I started out in OCR when I was 50 years old.  I was that far out old man who the youngsters wanted to emulate.  They told me over and over they hoped they could be in as good shape when they were my age.  My goal is to be in this good shape for the rest of my life.

A typical run walk at 5k race pace

The problem I began noticing over the past two seasons, however, was that I was getting slower.  I was always on the precipice of taking a top slot in my age group.  My first naïve attempt at a takeover was to master technique on the obstacles.  The workouts were great but ended up not saving as much time as I needed.  I had to face it.  I had to get a running coach.

The choice came down to Richard Diaz and Dennis Wayne Welch.  The decision was made on a calendar and cost basis.  Welch’s new program, The Endurance Project, just started up in late 2017.  For $20 a month on an ongoing basis, he provided a training plan, interactive website, and a growing community of like-minded athletes.  I started in February this year.

A typical interval run using my calculated interval and marathon paces

The first lesson that got drilled into me multiple times was to slow down – way down.  Then I was told to decrease my weekly mileage – way decrease.  Then I was told to start dragging a tire every day for warmups.  I was already doing that maybe once or twice a month, running with it.  Nope.  Walk.  I totally changed my running routine, reinforced the mechanics and form, and stuck with the promise that if I did as I was told, I would get faster.

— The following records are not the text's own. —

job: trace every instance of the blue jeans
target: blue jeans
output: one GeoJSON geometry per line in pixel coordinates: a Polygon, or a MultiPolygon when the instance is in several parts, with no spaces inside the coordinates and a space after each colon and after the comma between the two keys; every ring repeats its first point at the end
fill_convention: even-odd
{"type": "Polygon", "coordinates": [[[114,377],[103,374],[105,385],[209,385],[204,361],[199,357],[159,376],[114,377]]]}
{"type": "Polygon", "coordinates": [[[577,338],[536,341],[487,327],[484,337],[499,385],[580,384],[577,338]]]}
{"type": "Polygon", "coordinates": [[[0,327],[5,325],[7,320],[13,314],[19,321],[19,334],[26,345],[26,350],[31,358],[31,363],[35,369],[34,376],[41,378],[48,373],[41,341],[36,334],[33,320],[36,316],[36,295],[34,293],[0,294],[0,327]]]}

Use the VDOT O2 app to calculate appropriate paces for training and racing estimates

Lesson two was the mile time trial.  This is the basic measure upon which training pace and heart rate is calculated.  More on the heart rate in a minute.  About every 2-3 months I ran an MTT to gauge improvement.  I started on February 8 with a baseline of 9:26.  I was fairly happy with that as I knew I could maintain that for a 3-5 mile race based on past performance.  But I wanted more and as a trainee, I had yet to see what kind of results this program would deliver.

Baseline run February 8 – 9;16 MTT. I had to walk a lot

Lesson three was making friends with that tire.  The training plan included a tire drag for at least 15 minutes just about every single day.  I took the coach’s advice and bought a shoulder harness to replace my belt.  That put the right force and angle on my body to ensure proper posture which in turn helped improve running mechanics.  Then I also had to learn to walk with the tire, not run.  Increasing weight on the tire helped adjust my heart rate to appropriate levels.

Which was lesson number four.  All this tire training, slower running, and modified plans were really about training my heart to be a more efficient muscle.  Like any other muscle, it has to be trained to be more aerobic, endure more time at various levels of intensity, and learn how to recover just as well.  To get all this information, I bought a Garmin 235 and a chest strap heart rate monitor.  So rather than a coach telling me to run for a particular distance (extremely rare) he tells me to run at a particular heart rate for the time.  Most of that heart rate training was at Maximum Aerobic Function (MAF), or that threshold point where your body transitions from aerobic to anaerobic.  I knew what those words meant but until I had the visual data to compare to my perceived level of effort, I did not understand exactly what coach meant when he said to slow down, way down.  Build your aerobic base way up.  The speed will come.

A typical MAF run for endurance time thanks to the tire

And it did.  Just after the OCR season started, I did my second MTT and was happy to see a noticeable improvement in speed and running comfort.  I went from 9:26 in February to 8:54 in May.  But I wasn’t done.  I knew that to compete in my age group at the Spartan Competitive bracket, I had a long way to go.  I could easily compete there in the top 10%.  But I wanted top 10 overall.  Someday I want a podium.  So I kept up with the training.  After all, such improvement can take months or years depending on the individual athlete and dedication to the training.

May 28 MTT – 8:54. Starts with a tire drag and ends with a cool-down run

And that is lesson number five.  Like any type of training, you get out what you put in.  As much as I would love to train up in the mountains of Colorado twice a day every day, the reality is I have a 9-to-5 job that also puts me on the road around 40% of the year.  So my training often takes a back seat.  So I do what I can both at home and on the road.

By the end of the season, just last weekend, I took my final MTT.  I was very happy to hear my son call out the mile time as my friend John and I went at it.  He baselined at 7:40 and I rambled in at 8:16.  So in eight months of training, I shredded 1:10 off my MTT.  My son is convinced that if I continue this way, I can get into a 7:30 range.  And that will get me into top 10 on a lot of races in my age group.

October 14 season cap at 8:16. My son led our warmup drills and cool-down run

I highly recommend The Endurance Project running program for your training.  I give it 5 stars.